The other Indiana high school to cancel their 2018 season is Wood Memorial in Oakland City, which only had 13 players sign up.
Another Indiana high school having issues fielding a team is Park Tudor in Indianapolis. Park Tudor has a shortage of players, and actually had to cancel a game last year due to being undermanned.
“Unfortunately, we had three kids move out of state and a couple more transfer or we would be right about our average, which has been about 20 to 25 kids the last seven years,” Park Tudor coach Orlando Lowry told the Indy Star. “The numbers are low, but I like the quality of the players we have and believe the future is bright.
“The numbers are always tight. But this summer we had between 11 and 15 eighth-graders at middle school conditioning, were normally it is between five and eight. What happened last year (the cancelled game against Speedway) was so sudden the way the positions came out. We would have had to play a quarterback and running back who had never played those positions. It would have been dangerous. But I don’t think we’re in that situation this year.”

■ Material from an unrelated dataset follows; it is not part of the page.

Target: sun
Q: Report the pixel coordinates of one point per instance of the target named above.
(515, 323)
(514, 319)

Another Midwestern state, Illinois, once a football stronghold, has seen declining high school participation in recent years.
According to the Illinois High School Association, 51,373 participated in football in 2007, and that number was down to 42,682 in 2016.
Clearly a fear of concussions and CTE have contributed to declining high school football participation. St. Charles (IL) North Rob Pomazak wonders about the future of high school football.
“Contact sports should evolve to a safer practice,” Pomazak told the Chicago Tribune. “I don’t think it’s ever going to stop. There will always be elite-level athletes. I just don’t know where the game will go at the high school level.”